Interessante é a capacidade humana de dissimular. Pergunte-se seriamente a alguém sobre seus defeitos e suas virtudes. Ninguém se autointitulará de mau, pervertido, corrupto, arrogante, mentiroso. Arranca-se no máximo uma confissão de ciumento, exigente, temperamental e outros adjetivos mais palatáveis. Mesmo as virtudes são expostas de forma calculadamente dissimulada, de modo a realçar de forma sutil a modéstia e a humildade, sentidos considerados politicamente corretos. Não sou diferente, vale ressaltar a quem já esteja nesta altura franzindo o cenho e me julgando um refinado hipócrita, um sonso desenxabido. Mas em verdade lhe digo: sou ao menos consciente de também portar tal falha primaz do arcabouço comportamental da espécie, o que inibe a exacerbação delas.
Seguindo a tendência, a temporada de caça aos votos é a desenvoltura da mentira elevada à mais alta potência. Não se pode desejar que de repente comece a se dizer a verdade, somente a verdade, nada mais que a verdade. Mas este senso pernicioso se sofisticou e se personificou tanto na grande maioria dos políticos, que um e outro se tornaram indissociáveis.

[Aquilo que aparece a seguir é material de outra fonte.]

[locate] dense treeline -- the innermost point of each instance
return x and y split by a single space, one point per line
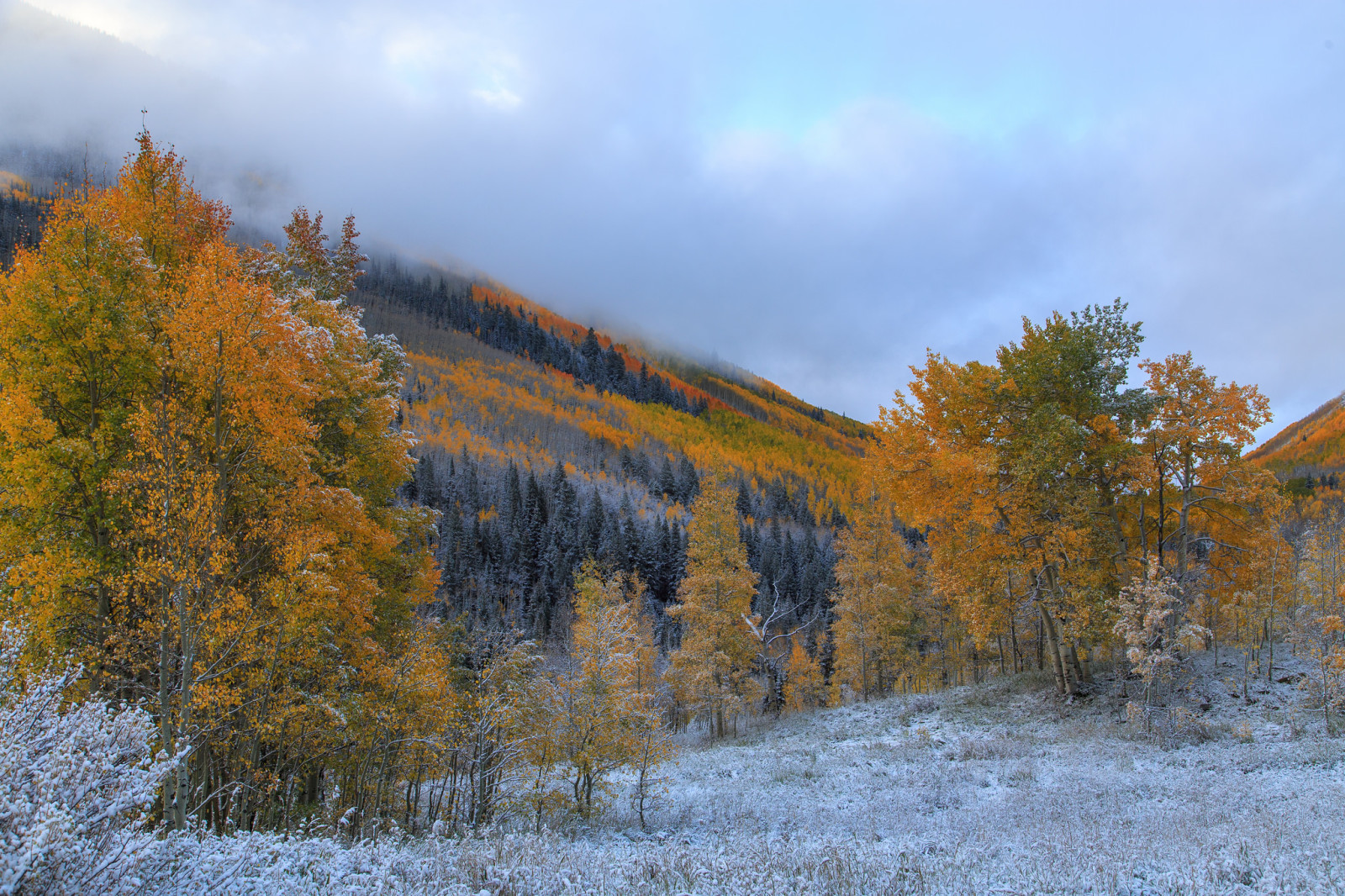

Como conseguem se eleger? Pelo senso latente e irresistível de amor ao Brasil e aos brasileiros, dizem sempre eles.
Alguém acredita? Em sua caminhada evolutiva, o homem entendeu que a verdade não cai bem. Nos mínimos detalhes está lá a impostura, a falsidade.
— Como vai você?
— Bem, obrigado.
Nem sempre as coisas estão boas e nem sempre o perguntador está realmente preocupado com sua “ida”. Mas os candidatos, que têm solução para tudo, extrapolam e mentem na maior caradura. Estão constantemente acabando com a pobreza, com a violência, com o desemprego, com a seca do Nordeste. Prometem amplas reformas e há quem se intitule capaz até de derrubar a lei da gravidade. Mas como essas mazelas são teimosas!
A verdade é que a mentira predomina nas relações humanas e está sacralizada na política. Nas próximas eleições estarão eles novamente com aquele ar angelical, as velhas raposas em pele de novíssimos cordeiros. A fortuna que é gasta nas campanhas sai obrigatoriamente de algum lugar. Ingenuidade acreditar que um financista investe o rico capital por amor à pátria, ou que o candidato promova sua campanha às próprias expensas por altruísmo. É a cascata novamente em proporções colossais, para daqui a quatro anos se fortificar nas mesmíssimas moléstias que definham hoje os brasileiros.
E vamos nós ao 6 de outubro legitimar mais uma vez a mentira. Que tenhamos sorte em escolher o menos mentiroso.